Chief Magazine
- Publisher: Andy P. Smith
- Categories: Arts & Culture Magazine
- Frequency: Monthly
- Circulation: 50,000 unique daily visitors
- First issue: September 11, 2006
- Final issue: 2009
- Company: Chief Creative, LLC
- Country: US
- Based in: New York City
- Language: English
- Website: www.chiefmag.com

= Chief (magazine) =

Chief Magazine was a free, monthly online arts and culture magazine based in Brooklyn. The magazine consisted primarily of interviews with underground musicians, artists and writers. Chief hosted parties and events, operating a music venue, Chief Bodega, and a record label, Chief Records.

Chief Magazine, under Andy P. Smith's direction, published content and hosted events from 2006 through 2009.

==History==
Chief Magazine was founded by Andy P. Smith on September 11, 2006.

For the second issue, Smith partnered with Ed Zipco to run the project. Zipco and Smith originally became friends while attending the Pratt Institute of Art and Design.

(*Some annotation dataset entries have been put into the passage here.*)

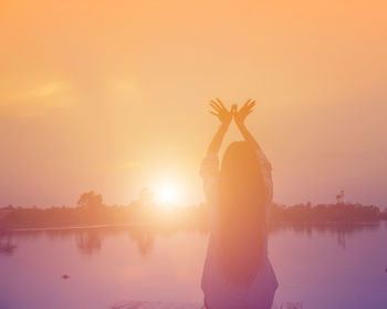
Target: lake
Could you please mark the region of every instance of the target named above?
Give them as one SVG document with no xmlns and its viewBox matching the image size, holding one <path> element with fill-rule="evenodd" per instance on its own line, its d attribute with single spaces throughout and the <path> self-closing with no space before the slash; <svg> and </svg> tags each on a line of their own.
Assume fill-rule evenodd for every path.
<svg viewBox="0 0 387 309">
<path fill-rule="evenodd" d="M 272 224 L 274 302 L 387 308 L 387 222 Z M 208 233 L 115 226 L 0 234 L 0 308 L 109 308 L 122 300 L 201 302 Z"/>
</svg>

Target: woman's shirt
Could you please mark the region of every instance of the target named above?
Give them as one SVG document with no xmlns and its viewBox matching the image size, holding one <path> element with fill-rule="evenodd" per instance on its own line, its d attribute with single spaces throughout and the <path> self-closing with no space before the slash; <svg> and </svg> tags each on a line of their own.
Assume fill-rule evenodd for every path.
<svg viewBox="0 0 387 309">
<path fill-rule="evenodd" d="M 272 165 L 261 150 L 255 153 L 257 164 L 260 165 L 264 183 L 268 222 L 273 197 Z M 220 219 L 218 212 L 219 159 L 217 154 L 209 154 L 202 159 L 200 176 L 203 179 L 210 216 L 210 240 L 201 279 L 201 288 L 205 292 L 207 306 L 209 309 L 270 308 L 278 281 L 268 258 L 266 231 L 264 233 L 264 258 L 253 282 L 249 287 L 237 286 L 231 282 L 223 274 L 218 257 Z"/>
</svg>

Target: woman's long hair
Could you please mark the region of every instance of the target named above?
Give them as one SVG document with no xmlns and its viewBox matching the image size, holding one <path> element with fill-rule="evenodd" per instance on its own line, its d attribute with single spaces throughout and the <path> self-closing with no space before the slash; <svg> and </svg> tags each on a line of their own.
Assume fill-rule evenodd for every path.
<svg viewBox="0 0 387 309">
<path fill-rule="evenodd" d="M 220 261 L 234 284 L 250 285 L 263 257 L 264 186 L 255 151 L 247 142 L 226 150 L 219 178 Z"/>
</svg>

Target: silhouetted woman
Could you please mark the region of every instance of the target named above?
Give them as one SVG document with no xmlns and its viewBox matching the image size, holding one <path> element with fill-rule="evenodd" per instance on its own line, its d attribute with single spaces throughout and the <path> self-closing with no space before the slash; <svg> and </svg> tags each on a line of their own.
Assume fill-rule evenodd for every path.
<svg viewBox="0 0 387 309">
<path fill-rule="evenodd" d="M 220 120 L 200 167 L 210 212 L 210 240 L 201 279 L 207 309 L 270 309 L 278 281 L 268 258 L 266 219 L 272 203 L 271 164 L 244 125 L 255 102 L 227 110 L 219 99 L 210 113 Z M 232 119 L 243 135 L 218 152 Z"/>
</svg>

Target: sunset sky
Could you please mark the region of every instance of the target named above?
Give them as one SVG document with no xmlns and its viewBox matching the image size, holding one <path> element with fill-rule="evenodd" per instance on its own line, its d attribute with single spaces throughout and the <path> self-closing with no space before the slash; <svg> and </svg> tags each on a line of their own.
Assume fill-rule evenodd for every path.
<svg viewBox="0 0 387 309">
<path fill-rule="evenodd" d="M 0 206 L 202 200 L 208 103 L 247 124 L 274 202 L 387 206 L 386 1 L 0 2 Z M 230 127 L 224 145 L 241 138 Z M 223 147 L 224 148 L 224 147 Z"/>
</svg>

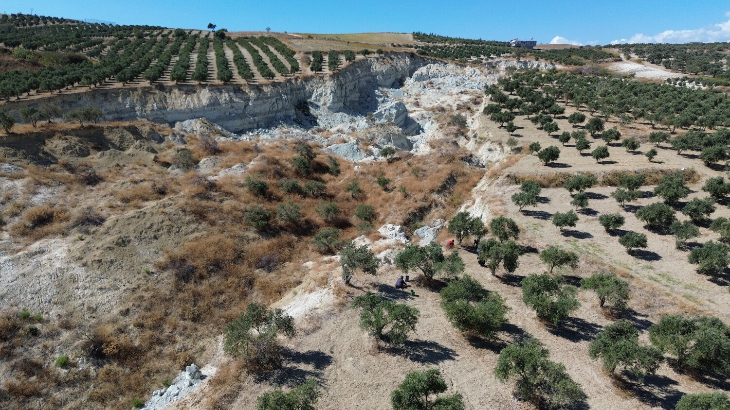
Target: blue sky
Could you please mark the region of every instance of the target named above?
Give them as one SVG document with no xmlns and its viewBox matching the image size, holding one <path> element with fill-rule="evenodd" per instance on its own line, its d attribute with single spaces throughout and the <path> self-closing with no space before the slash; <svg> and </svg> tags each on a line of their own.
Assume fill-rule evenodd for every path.
<svg viewBox="0 0 730 410">
<path fill-rule="evenodd" d="M 299 33 L 425 31 L 581 44 L 730 41 L 727 0 L 2 0 L 0 12 Z"/>
</svg>

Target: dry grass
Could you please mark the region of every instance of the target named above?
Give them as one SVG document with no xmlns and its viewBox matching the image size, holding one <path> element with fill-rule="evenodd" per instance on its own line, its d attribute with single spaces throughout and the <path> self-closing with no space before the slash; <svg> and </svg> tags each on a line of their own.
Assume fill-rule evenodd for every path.
<svg viewBox="0 0 730 410">
<path fill-rule="evenodd" d="M 67 231 L 66 222 L 70 218 L 66 207 L 47 203 L 23 212 L 20 220 L 10 227 L 10 234 L 32 240 L 61 234 Z"/>
</svg>

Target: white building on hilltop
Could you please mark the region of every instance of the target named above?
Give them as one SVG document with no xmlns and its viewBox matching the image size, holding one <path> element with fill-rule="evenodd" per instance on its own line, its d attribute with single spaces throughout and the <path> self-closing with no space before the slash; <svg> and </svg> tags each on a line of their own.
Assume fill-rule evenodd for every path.
<svg viewBox="0 0 730 410">
<path fill-rule="evenodd" d="M 535 48 L 536 45 L 537 45 L 537 42 L 533 40 L 532 37 L 530 37 L 529 40 L 514 39 L 512 40 L 510 40 L 510 45 L 513 47 L 522 47 L 527 50 L 532 50 Z"/>
</svg>

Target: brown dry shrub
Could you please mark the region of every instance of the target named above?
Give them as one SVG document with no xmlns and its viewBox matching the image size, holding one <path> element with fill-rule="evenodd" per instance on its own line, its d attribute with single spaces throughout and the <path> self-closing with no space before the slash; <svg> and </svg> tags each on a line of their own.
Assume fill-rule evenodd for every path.
<svg viewBox="0 0 730 410">
<path fill-rule="evenodd" d="M 11 397 L 26 398 L 40 395 L 41 389 L 37 382 L 27 379 L 10 379 L 3 384 Z"/>
<path fill-rule="evenodd" d="M 66 207 L 44 204 L 23 212 L 20 220 L 10 228 L 10 234 L 34 240 L 63 234 L 68 229 L 66 223 L 70 218 Z"/>
<path fill-rule="evenodd" d="M 151 183 L 138 184 L 129 188 L 115 191 L 114 197 L 124 204 L 139 205 L 158 198 Z"/>
</svg>

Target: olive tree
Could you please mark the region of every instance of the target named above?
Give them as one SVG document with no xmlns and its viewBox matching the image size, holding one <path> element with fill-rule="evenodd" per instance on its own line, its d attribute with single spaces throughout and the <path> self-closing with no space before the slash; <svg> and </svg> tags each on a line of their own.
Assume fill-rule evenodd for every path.
<svg viewBox="0 0 730 410">
<path fill-rule="evenodd" d="M 592 175 L 577 175 L 566 181 L 563 187 L 567 189 L 570 194 L 573 194 L 573 191 L 583 192 L 596 184 L 598 180 Z"/>
<path fill-rule="evenodd" d="M 548 265 L 550 273 L 556 267 L 567 266 L 575 269 L 578 266 L 578 256 L 575 252 L 564 251 L 555 245 L 540 252 L 540 260 Z"/>
<path fill-rule="evenodd" d="M 531 274 L 520 283 L 522 301 L 535 310 L 537 318 L 557 325 L 580 306 L 575 286 L 563 283 L 561 277 L 547 273 Z"/>
<path fill-rule="evenodd" d="M 721 176 L 710 178 L 702 186 L 702 191 L 710 194 L 715 200 L 724 198 L 730 193 L 730 183 L 726 182 Z"/>
<path fill-rule="evenodd" d="M 602 145 L 601 146 L 593 150 L 593 152 L 591 153 L 591 156 L 593 157 L 593 159 L 596 159 L 596 162 L 600 162 L 602 160 L 610 157 L 611 154 L 608 151 L 607 146 Z"/>
<path fill-rule="evenodd" d="M 518 397 L 544 401 L 548 408 L 569 408 L 584 401 L 580 385 L 564 365 L 548 359 L 549 354 L 534 338 L 513 343 L 499 352 L 494 374 L 500 382 L 515 379 Z"/>
<path fill-rule="evenodd" d="M 662 178 L 654 188 L 654 194 L 663 198 L 665 202 L 677 202 L 689 194 L 689 192 L 682 173 L 672 173 Z"/>
<path fill-rule="evenodd" d="M 572 210 L 568 212 L 556 212 L 553 216 L 553 224 L 563 232 L 566 227 L 575 227 L 575 223 L 578 221 L 578 215 Z"/>
<path fill-rule="evenodd" d="M 448 258 L 444 256 L 441 245 L 431 242 L 426 246 L 407 245 L 405 249 L 396 255 L 396 267 L 405 272 L 420 269 L 427 279 L 443 272 L 460 273 L 464 271 L 464 261 L 458 251 Z M 459 269 L 461 267 L 461 269 Z"/>
<path fill-rule="evenodd" d="M 317 379 L 309 379 L 287 393 L 277 388 L 258 396 L 256 410 L 315 410 L 320 395 Z"/>
<path fill-rule="evenodd" d="M 510 239 L 517 240 L 520 235 L 520 228 L 517 226 L 517 223 L 506 216 L 499 216 L 492 219 L 489 223 L 489 227 L 492 230 L 492 234 L 500 242 Z"/>
<path fill-rule="evenodd" d="M 646 248 L 646 235 L 629 231 L 618 239 L 618 243 L 626 248 L 626 252 L 631 254 L 637 248 Z"/>
<path fill-rule="evenodd" d="M 699 229 L 689 221 L 675 221 L 669 225 L 669 233 L 675 235 L 675 247 L 681 249 L 687 240 L 699 236 Z"/>
<path fill-rule="evenodd" d="M 251 303 L 226 326 L 223 350 L 243 360 L 249 370 L 272 368 L 281 363 L 279 335 L 292 338 L 295 334 L 294 319 L 283 310 Z"/>
<path fill-rule="evenodd" d="M 725 393 L 685 394 L 677 402 L 675 410 L 730 410 Z"/>
<path fill-rule="evenodd" d="M 542 162 L 542 165 L 547 165 L 548 163 L 557 161 L 560 158 L 560 149 L 554 145 L 551 145 L 545 149 L 540 150 L 537 153 L 537 157 Z"/>
<path fill-rule="evenodd" d="M 607 325 L 591 343 L 588 354 L 602 359 L 606 371 L 620 368 L 634 379 L 655 374 L 664 358 L 656 347 L 639 344 L 639 331 L 627 320 Z"/>
<path fill-rule="evenodd" d="M 677 219 L 676 212 L 666 204 L 654 202 L 637 211 L 637 218 L 645 223 L 648 226 L 666 229 Z"/>
<path fill-rule="evenodd" d="M 697 272 L 704 275 L 716 276 L 730 263 L 728 252 L 730 247 L 724 243 L 710 240 L 700 248 L 695 248 L 690 252 L 688 260 L 691 264 L 699 264 Z"/>
<path fill-rule="evenodd" d="M 415 331 L 418 310 L 368 292 L 353 300 L 353 308 L 361 309 L 360 328 L 391 344 L 403 344 L 408 334 Z"/>
<path fill-rule="evenodd" d="M 580 288 L 596 291 L 602 308 L 609 307 L 615 312 L 626 308 L 629 302 L 629 283 L 613 273 L 596 273 L 590 277 L 580 280 Z"/>
<path fill-rule="evenodd" d="M 715 201 L 712 198 L 694 198 L 687 202 L 682 209 L 682 213 L 689 216 L 693 222 L 702 223 L 715 212 Z"/>
<path fill-rule="evenodd" d="M 461 393 L 442 395 L 448 387 L 438 368 L 412 371 L 391 393 L 393 410 L 463 410 Z"/>
<path fill-rule="evenodd" d="M 649 328 L 649 340 L 683 366 L 730 371 L 730 327 L 717 318 L 667 315 Z"/>
<path fill-rule="evenodd" d="M 623 226 L 626 218 L 620 213 L 604 213 L 598 217 L 598 222 L 607 232 L 615 231 Z"/>
<path fill-rule="evenodd" d="M 504 299 L 468 275 L 449 282 L 439 296 L 446 318 L 469 336 L 492 340 L 507 323 L 510 307 Z"/>
<path fill-rule="evenodd" d="M 350 285 L 350 281 L 355 275 L 355 272 L 361 270 L 368 275 L 377 275 L 378 261 L 366 245 L 355 246 L 355 243 L 350 241 L 339 251 L 339 264 L 342 267 L 342 280 L 345 285 Z"/>
</svg>

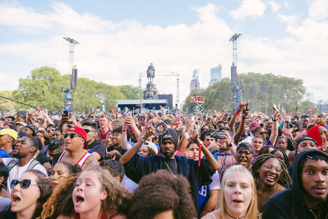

Smith went on to work for COLORS Magazine while Zipco went to work for Vice, until the two decided to launch their own independent magazine in 2006. Jacqueline Lewis, former writer of Gawker's now defunct "Bloghorrea NYC" column, became managing editor of chief in 2007.

In 2009, Zipco, Lewis and Smith ended Chief Magazine and went on to work on other projects.

==Content==
Chief interviewed George Saunders, Paper Rad, The Death Set, Brad Neely, Eugene Mirman, MGMT, Matt and Kim, Wham City, Man Man and Japanther.

Chief also has a continuing series called PenPals, which consists of celebrity photographs as well as their post addresses.

== Chief Bodega ==
Chief Bodega, an underground music venue in Brooklyn, New York opened in the spring of 2008 in a two-level former grocery store (also known as "bodegas" in NYC)

Bodega hosted shows and parties with Japanther, The Death Set, Ninjasonik, Danger, DJ Dirty Finger, Smarts, Hidden Power, The Hood Gang, and dozens of other local and touring acts.

In October 2008, The Chief Bodega hosted a secret Street Fighter IV release party for Capcom.

In 2009, Bodega closed down indefinitely.

== Chief records ==
Chief Records (2007-2009) released albums and singles from artists including Ninjasonik, DJ Dirty Finger and Andersonic.